Beginning with the voice of her main character, William Adair, Hall explores his thoughts of his marriage to Margaux, his relationship with his three beautiful daughters--Diana, Elizabeth, and Izzy--and his first love, Adelia, who grew up playing with William in the family’s beloved carriage house. William’s journey of understanding himself and his needs since Margaux’s long, grueling fight with dementia is laced with a regret that has pervaded his being for as long as he can remember.

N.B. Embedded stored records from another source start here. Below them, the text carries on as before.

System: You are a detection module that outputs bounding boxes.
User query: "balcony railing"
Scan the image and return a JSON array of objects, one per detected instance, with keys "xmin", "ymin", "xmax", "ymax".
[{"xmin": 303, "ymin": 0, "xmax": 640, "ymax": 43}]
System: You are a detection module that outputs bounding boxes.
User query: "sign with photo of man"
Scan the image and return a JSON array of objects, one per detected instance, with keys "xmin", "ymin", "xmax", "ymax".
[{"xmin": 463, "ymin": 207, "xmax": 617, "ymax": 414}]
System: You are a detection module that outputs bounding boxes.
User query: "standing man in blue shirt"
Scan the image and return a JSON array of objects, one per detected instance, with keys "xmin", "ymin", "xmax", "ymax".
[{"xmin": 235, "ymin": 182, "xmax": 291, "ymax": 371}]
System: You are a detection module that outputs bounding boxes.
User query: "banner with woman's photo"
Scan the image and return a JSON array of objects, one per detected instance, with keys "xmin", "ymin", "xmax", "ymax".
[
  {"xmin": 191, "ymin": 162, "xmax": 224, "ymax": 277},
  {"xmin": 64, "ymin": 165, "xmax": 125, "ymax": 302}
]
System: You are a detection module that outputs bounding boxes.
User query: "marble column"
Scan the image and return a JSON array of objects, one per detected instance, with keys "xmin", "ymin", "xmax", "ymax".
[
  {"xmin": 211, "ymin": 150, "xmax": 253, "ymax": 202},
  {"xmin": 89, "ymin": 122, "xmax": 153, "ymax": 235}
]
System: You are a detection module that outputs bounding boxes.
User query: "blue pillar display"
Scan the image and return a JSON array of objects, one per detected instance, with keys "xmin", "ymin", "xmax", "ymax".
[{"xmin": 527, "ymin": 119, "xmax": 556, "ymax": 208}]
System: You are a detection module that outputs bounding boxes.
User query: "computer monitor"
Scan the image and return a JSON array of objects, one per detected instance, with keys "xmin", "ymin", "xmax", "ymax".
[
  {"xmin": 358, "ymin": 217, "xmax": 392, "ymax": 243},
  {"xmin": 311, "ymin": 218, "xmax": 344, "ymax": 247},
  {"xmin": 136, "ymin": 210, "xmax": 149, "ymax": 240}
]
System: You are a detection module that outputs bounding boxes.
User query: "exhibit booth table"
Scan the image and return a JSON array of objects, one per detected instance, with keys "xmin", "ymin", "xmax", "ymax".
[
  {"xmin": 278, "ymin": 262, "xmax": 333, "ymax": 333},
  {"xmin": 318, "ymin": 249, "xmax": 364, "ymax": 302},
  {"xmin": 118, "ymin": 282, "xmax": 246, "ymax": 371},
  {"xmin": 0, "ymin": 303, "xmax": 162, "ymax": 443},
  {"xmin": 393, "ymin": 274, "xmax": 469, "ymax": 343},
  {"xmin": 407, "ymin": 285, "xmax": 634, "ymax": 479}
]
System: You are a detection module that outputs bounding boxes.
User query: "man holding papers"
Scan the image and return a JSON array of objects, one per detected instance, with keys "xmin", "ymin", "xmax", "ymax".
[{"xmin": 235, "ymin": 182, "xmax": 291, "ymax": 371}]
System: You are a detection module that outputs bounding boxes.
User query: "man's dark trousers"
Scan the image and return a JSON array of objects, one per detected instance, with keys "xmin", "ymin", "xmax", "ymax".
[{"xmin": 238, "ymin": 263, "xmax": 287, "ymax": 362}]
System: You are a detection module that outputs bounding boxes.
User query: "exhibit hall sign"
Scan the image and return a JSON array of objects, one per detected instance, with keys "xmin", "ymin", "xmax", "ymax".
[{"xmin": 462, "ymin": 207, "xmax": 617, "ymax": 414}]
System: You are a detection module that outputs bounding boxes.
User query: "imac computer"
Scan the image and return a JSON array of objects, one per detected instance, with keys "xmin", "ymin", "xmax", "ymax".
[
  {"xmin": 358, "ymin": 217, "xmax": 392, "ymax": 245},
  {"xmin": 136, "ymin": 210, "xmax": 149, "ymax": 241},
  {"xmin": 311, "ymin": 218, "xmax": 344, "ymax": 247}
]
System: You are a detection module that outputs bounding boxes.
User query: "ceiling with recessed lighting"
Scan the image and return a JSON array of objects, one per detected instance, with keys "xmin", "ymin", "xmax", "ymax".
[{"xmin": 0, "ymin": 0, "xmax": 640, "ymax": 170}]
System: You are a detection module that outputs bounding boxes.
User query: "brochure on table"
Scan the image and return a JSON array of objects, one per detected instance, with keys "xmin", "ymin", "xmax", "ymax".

As William speeds along the treacherous curves of Kennedy Drive, propelled by his desire to see Diana play tennis at the Beacon Ladies championship, he breathes in the smell of early summer and basks in vivid recollections of bringing his young family to the Club. His daughters have been such brilliant girls and are a source of pride, although at twenty-eight Diana is no longer a prodigy and has lost something despite their efforts. While Elizabeth seems distant, returning from Los Angeles after suffering a broken marriage, Izzy at eighteen has a defiant streak and operates mostly on her own, unmonitored by the authorities and lost in a world of her own elaborate imagination.

The family is rocked by William’s sudden stroke. Elizabeth’s immediate reaction is to become the family matriarch. All year she’s been floundering and lacking a role. Then childless Adelia returns to the family fold after ten years. Of course, Adelia can’t sleep in the same room, but she can live under the same roof. Meanwhile, Margaux gardens in the shadow of the carriage house, oblivious to its disrepair as it stands “ragged against the sky,” a ghost of its former glory.

Never one to be distracted by self-doubt, Diana (together with Adelia) proposes the idea of removing and repairing the house. The project is a panacea for William, who feels as though he’s losing his daughters in a family that seems increasingly adrift at sea with only Adelia’s hand on the tiller. The result is devastating, a grand drama of clashing personalities who refuse to compromise or let go of their pasts.

The carriage house--"never lived in and full of ghosts"--becomes a powerful symbol for Hall’s architecture of love. Louise, Margaux’s Australian caregiver, reads Margaux’s journal and finds herself forced to insufferable routines of the people she loathes. “That carriage house is my family, its history” is William’s simple phrase that becomes more significant for father and his daughters as circumstances deliver them to the brink of tragedy and imbue the story with the all-pervasive sense of melancholy and a depression that hovers around William's ruminations.

Tennis plays an important role as a trenchant metaphor for the Adairs’ competitive nature. The problem with these people--and indeed everyone in this novel--is that they’re just not that likable. While the story is quite lovely and intelligently written, the Adairs' joy of resolution and their revelations are muted by the lack of simple dramatic satisfaction and overwhelmed by too much conceitedness and stupidity.